Previous diagnoses, opioid use affect opioid dosing at end of life
MedWire News: Premorbid conditions and a chronic use of opioids may affect opioid dosing during and after terminal withdrawal of mechanical ventilation, say US researchers.
The team also reports that higher doses of morphine after terminal extubation are associated with a longer time to death.
One possible explanation for this latter finding is that "patients who survive longer are at risk of suffering longer and quite understandably may need escalating and higher doses of opioids and anxiolytics," write Mark Mazer (East Carolina University, Greenville) and colleagues in the Journal of Pain and Symptom Management.
The team investigated opioid administration in 74 terminally ill patients on mechanical ventilation, in order to determine if dosing "was commensurate with the published guidelines and reports." All patients were expected to die shortly after ventilation withdrawal.
Patients were aged a mean 60 years, and 34 (46%) were women. A total of 32 (43%) patients had sepsis with concomitant acute respiratory failure, 20 (27%) had a chronic obstructive pulmonary disease, 17 (23%) had experienced an acute primary neurological event, and 14 patients (19%) were persistently comatose secondary to hypoxic ischemic encephalopathy after cardiopulmonary resuscitation.
The usual infusion rate of morphine recommended for patients undergoing withdrawal of life-sustaining therapy is 0.05-0.50 mg/kg per hour, note the researchers, who observed a mean 5.3 mg dose of morphine given to patients in their cohort during the hour before ventilation withdrawal.
Mean doses were slightly higher among patients who died before extubation compared with those who died after, at 5.5 versus 5.2 mg, however, the mean dose given to patients during the hour they survived after extubation was significantly higher, at 10.6 mg.
Of the 38 (51%) patients who were receiving morphine before terminal weaning, doses given both before (for those who died before) and after (for those who died after) extubation were higher compared with the respective mean doses for all patients, at 10.7 and 15.5 mg. The increased dose given to patients who lived past extubation was significantly higher than that given to them before extubation.
Analysis showed that morphine doses given before extubation did not correlate with age, gender, or a chronic pulmonary diagnosis, but did correlate with home opioid use (9.4 vs 4.5 mg in those who did vs did not use morphine at home), and significantly so with sepsis with concomitant respiratory failure (8.9 vs 2.6 for those with vs without sepsis).
Mazer and co-researchers note that these associations were also true for the dose of morphine given during the last hour of life after extubation.
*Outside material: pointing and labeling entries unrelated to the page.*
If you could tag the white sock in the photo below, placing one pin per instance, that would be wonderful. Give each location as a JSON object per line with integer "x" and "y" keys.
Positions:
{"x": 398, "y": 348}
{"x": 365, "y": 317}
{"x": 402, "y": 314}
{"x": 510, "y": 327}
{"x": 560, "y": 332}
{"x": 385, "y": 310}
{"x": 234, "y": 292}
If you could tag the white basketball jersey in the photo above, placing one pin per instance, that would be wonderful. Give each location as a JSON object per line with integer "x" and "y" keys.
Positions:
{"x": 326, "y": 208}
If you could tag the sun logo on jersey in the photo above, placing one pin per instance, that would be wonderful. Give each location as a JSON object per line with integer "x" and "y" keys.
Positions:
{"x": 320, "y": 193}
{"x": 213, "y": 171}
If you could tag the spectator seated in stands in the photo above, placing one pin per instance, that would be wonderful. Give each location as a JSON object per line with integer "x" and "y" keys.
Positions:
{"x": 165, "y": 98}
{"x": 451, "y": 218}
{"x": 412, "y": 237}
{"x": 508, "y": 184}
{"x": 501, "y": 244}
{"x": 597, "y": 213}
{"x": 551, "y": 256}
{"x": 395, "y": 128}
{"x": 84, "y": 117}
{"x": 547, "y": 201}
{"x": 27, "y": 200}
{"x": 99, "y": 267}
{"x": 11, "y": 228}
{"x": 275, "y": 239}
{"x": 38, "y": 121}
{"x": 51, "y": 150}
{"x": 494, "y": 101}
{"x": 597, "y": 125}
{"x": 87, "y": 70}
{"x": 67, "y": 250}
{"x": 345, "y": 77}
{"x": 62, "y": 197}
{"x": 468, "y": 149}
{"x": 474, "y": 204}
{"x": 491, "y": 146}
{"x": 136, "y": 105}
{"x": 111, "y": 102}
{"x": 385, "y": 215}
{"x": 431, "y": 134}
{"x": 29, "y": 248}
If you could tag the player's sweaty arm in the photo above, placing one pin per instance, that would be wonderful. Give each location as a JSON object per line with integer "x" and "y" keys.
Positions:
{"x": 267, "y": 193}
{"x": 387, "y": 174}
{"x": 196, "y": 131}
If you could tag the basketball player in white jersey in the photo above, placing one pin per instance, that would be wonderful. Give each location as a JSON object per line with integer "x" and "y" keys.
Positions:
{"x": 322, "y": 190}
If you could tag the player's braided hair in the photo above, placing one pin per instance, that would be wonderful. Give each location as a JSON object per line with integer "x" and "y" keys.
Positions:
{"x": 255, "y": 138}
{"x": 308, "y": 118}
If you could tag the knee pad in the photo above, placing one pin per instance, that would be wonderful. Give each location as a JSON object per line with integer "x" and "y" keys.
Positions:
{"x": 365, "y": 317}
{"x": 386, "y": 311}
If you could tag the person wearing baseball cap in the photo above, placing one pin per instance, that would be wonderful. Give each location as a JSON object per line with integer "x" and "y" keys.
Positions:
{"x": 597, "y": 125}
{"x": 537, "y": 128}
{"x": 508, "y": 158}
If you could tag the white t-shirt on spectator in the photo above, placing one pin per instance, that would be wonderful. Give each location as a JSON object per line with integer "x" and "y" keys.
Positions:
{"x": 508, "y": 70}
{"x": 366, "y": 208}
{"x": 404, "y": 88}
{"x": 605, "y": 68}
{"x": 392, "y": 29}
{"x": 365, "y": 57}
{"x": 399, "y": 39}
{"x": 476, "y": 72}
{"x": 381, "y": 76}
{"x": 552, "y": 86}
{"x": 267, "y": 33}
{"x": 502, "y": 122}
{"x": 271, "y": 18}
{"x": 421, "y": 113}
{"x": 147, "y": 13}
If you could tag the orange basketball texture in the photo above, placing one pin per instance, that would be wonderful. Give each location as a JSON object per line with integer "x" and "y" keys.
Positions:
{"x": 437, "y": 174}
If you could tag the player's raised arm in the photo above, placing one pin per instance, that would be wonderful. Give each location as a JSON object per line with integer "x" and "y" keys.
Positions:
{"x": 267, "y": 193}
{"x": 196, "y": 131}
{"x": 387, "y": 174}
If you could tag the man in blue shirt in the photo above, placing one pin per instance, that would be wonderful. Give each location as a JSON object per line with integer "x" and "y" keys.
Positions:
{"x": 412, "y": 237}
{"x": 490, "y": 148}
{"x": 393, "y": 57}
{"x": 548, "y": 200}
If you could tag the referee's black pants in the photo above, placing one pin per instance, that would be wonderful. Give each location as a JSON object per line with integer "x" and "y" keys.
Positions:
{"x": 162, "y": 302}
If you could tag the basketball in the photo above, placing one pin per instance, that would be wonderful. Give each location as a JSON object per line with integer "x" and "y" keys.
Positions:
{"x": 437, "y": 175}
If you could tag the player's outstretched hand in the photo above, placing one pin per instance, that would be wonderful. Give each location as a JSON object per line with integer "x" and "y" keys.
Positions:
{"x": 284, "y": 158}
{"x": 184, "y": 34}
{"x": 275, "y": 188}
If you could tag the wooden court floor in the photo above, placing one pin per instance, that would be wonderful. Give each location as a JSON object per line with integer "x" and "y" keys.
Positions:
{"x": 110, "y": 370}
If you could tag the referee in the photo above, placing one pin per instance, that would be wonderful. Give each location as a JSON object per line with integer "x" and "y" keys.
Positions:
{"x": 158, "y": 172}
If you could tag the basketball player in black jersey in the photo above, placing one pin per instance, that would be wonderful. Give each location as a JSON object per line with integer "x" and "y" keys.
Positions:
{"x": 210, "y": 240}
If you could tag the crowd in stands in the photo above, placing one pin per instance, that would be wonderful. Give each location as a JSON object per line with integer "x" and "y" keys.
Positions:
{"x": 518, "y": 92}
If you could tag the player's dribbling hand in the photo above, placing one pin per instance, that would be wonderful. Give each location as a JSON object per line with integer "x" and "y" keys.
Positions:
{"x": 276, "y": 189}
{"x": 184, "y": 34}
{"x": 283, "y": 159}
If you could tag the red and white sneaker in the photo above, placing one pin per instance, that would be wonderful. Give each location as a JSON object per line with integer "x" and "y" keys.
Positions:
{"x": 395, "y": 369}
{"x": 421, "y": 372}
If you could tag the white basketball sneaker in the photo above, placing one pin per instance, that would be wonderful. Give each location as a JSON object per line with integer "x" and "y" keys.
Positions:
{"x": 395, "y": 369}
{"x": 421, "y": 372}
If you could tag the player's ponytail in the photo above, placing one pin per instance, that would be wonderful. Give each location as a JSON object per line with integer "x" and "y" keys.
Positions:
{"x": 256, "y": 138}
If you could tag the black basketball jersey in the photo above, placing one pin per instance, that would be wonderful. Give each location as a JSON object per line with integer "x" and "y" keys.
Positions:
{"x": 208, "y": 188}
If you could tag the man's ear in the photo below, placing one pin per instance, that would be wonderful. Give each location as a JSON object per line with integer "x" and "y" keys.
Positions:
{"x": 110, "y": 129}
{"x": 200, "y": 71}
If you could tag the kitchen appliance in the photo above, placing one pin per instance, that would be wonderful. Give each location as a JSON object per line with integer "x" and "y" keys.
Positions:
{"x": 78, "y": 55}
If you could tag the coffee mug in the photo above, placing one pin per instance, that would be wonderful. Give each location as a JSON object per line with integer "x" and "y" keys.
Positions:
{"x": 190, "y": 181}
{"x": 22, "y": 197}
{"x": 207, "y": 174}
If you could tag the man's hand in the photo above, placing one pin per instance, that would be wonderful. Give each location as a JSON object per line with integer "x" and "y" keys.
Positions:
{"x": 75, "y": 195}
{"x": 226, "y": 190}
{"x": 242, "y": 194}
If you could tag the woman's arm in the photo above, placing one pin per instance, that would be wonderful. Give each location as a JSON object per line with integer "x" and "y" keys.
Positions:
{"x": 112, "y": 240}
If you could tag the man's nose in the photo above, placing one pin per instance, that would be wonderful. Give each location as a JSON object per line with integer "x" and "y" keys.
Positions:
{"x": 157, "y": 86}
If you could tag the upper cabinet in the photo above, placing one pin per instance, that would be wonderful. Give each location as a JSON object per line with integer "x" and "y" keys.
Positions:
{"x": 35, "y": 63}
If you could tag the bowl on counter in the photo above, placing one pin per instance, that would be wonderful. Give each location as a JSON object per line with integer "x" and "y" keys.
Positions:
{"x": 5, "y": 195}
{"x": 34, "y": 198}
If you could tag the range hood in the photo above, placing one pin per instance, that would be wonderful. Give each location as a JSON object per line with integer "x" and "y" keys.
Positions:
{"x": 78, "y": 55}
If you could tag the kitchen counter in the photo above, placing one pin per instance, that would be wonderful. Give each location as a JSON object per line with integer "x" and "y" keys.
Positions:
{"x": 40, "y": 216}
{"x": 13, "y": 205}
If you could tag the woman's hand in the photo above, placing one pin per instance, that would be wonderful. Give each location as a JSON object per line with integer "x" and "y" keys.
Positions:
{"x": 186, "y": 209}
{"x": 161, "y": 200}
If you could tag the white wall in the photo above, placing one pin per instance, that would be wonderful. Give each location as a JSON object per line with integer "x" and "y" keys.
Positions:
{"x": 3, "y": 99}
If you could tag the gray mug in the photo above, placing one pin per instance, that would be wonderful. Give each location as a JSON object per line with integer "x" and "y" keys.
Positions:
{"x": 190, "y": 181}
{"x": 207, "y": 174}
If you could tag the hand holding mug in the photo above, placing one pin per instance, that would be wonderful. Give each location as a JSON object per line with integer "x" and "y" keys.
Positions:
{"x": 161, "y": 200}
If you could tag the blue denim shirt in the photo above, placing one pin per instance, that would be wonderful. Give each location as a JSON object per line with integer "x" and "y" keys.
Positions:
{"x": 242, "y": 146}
The mean time to death in the cohort ranged between 4 minutes and 934 minutes. While the dose of morphine given before extubation did not correlate with time to death, a higher dose given after extubation was associated with time to death, such that each 1 mg/hour of morphine delayed death by 7.9 minutes.
"As higher palliative doses of morphine are associated with longer times to death after terminal extubation, we urge clinicians to prescribe as much morphine as is needed to assuage pain and dyspnea in this setting," conclude Mazer et al.